A New York state court held that installing a GPS device on an employee owned vehicle was unreasonable. Tracking employees outside of works hours, whether using company owned or personally owned equipment, gains access to unneeded personal information. In addition to invasion of privacy concerns, employers could become aware of information related to an employee’s medical treatment appointments, religious service schedules and other personal information that could later generate claims of discrimination or wrongful termination based on off-duty conduct.
When it comes to implementing an employee GPS tracking program, best practice guidelines include:
- Ensure that there is a legitimate business need to justify the use GPS tracking. Tracking should be limited to working hours.
- Communicate your GPS tracking policy. It should clearly outline the business reasons for tracking employees, how and when they will be tracked, what data will be monitored, how it will be safeguarded, the employer’s right to monitor employee’s while using company owned property, and that employees have no right or expectation to privacy while using company owned property or equipment.

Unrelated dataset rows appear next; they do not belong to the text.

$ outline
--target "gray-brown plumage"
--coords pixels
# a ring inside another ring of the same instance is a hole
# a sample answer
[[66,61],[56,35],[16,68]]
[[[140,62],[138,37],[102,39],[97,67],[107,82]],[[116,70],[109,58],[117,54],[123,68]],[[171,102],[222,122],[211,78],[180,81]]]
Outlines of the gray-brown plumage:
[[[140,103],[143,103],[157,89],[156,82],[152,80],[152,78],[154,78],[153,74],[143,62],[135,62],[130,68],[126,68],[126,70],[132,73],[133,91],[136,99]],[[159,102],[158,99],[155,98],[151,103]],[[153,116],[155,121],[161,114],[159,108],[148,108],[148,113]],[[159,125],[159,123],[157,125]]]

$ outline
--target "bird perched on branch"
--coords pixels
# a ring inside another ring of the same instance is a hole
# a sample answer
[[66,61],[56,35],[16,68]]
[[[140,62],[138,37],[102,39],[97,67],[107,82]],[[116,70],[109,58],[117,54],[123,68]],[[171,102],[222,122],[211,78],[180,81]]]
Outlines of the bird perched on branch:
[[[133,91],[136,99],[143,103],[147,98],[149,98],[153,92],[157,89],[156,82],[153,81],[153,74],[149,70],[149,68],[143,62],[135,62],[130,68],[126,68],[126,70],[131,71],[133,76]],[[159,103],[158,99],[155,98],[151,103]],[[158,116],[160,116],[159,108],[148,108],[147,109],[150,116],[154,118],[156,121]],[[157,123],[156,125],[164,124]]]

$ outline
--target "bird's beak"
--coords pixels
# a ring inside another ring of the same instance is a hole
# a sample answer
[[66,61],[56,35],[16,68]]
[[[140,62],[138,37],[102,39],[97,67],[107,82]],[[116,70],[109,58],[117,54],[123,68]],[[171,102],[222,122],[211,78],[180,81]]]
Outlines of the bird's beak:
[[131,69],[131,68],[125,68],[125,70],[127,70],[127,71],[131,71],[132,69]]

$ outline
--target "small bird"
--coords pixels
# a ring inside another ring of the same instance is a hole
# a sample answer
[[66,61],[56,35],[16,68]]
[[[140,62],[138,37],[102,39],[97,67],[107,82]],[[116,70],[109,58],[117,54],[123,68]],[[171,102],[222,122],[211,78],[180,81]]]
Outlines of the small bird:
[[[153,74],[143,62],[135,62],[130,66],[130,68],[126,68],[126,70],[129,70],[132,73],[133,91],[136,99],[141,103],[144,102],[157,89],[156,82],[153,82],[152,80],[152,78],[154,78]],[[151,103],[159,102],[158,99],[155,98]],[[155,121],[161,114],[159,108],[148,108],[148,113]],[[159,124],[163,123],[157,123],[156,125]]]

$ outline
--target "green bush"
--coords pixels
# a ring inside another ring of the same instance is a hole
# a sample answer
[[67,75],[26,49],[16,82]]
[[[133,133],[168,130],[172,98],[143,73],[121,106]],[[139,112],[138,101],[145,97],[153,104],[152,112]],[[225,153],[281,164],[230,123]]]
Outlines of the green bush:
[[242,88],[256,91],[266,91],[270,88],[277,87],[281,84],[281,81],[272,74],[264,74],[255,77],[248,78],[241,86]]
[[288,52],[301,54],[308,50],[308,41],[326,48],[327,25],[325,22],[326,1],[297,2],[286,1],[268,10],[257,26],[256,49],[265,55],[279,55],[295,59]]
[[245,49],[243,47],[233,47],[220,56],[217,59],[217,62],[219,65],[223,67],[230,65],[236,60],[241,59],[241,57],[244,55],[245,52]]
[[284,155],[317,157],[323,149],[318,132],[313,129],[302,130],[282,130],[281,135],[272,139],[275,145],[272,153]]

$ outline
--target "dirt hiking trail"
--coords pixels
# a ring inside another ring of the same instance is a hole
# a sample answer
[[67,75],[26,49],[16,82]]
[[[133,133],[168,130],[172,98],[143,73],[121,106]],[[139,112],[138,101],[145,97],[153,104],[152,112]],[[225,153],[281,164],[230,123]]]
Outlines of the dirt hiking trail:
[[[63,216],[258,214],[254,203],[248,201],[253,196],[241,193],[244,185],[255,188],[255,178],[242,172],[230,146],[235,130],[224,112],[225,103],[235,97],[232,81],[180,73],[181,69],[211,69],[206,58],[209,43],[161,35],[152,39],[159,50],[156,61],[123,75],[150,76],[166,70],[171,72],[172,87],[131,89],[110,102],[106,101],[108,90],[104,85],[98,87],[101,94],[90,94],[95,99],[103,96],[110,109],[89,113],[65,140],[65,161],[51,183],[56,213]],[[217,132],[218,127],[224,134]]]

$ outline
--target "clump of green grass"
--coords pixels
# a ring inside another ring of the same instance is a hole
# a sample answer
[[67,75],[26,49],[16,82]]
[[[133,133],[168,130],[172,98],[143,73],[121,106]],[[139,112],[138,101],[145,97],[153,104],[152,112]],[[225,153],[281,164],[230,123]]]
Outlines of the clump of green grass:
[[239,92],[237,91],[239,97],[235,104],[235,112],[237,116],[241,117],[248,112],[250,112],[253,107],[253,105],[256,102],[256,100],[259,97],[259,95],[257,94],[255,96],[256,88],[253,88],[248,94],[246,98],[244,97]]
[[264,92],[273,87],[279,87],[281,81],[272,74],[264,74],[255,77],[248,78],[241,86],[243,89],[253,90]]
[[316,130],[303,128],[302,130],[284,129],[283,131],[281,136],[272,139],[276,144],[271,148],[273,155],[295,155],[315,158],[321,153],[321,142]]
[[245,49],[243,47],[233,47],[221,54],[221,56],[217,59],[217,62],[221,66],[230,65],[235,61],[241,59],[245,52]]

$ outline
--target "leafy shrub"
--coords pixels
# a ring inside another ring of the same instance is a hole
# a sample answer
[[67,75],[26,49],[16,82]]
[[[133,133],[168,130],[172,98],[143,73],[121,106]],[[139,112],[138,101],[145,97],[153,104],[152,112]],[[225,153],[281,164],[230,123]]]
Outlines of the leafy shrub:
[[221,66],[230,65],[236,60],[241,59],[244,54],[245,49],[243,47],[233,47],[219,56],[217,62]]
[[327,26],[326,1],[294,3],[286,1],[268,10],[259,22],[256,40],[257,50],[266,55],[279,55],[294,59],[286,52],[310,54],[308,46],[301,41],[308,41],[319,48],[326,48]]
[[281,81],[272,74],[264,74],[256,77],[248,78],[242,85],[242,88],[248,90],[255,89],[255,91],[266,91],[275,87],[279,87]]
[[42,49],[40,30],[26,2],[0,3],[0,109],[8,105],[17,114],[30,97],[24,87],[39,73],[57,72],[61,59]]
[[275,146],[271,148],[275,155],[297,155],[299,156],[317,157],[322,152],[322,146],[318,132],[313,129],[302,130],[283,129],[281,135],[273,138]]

- Employer policies should detail whether employees will be disciplined or terminated if they disable the GPS device without permission. Employees should be aware of these consequences prior to having the technology installed.
- Information gathered from GPS devices should only be provided to those that have a business reason to know and be stored in a secure location.
- Become knowledgeable regarding privacy laws and the use of GPS tracking devices or apps in the states in which the employer operates.
- Employer expectations regarding GPS tracking should be communicated up front, and employees should acknowledge in writing that they understand the policy.
As technology continues to advance, privacy issues regarding monitoring employee activity will only continue to become more complicated. Employers should work with their legal counsel to help them develop practical and compliant monitoring policies.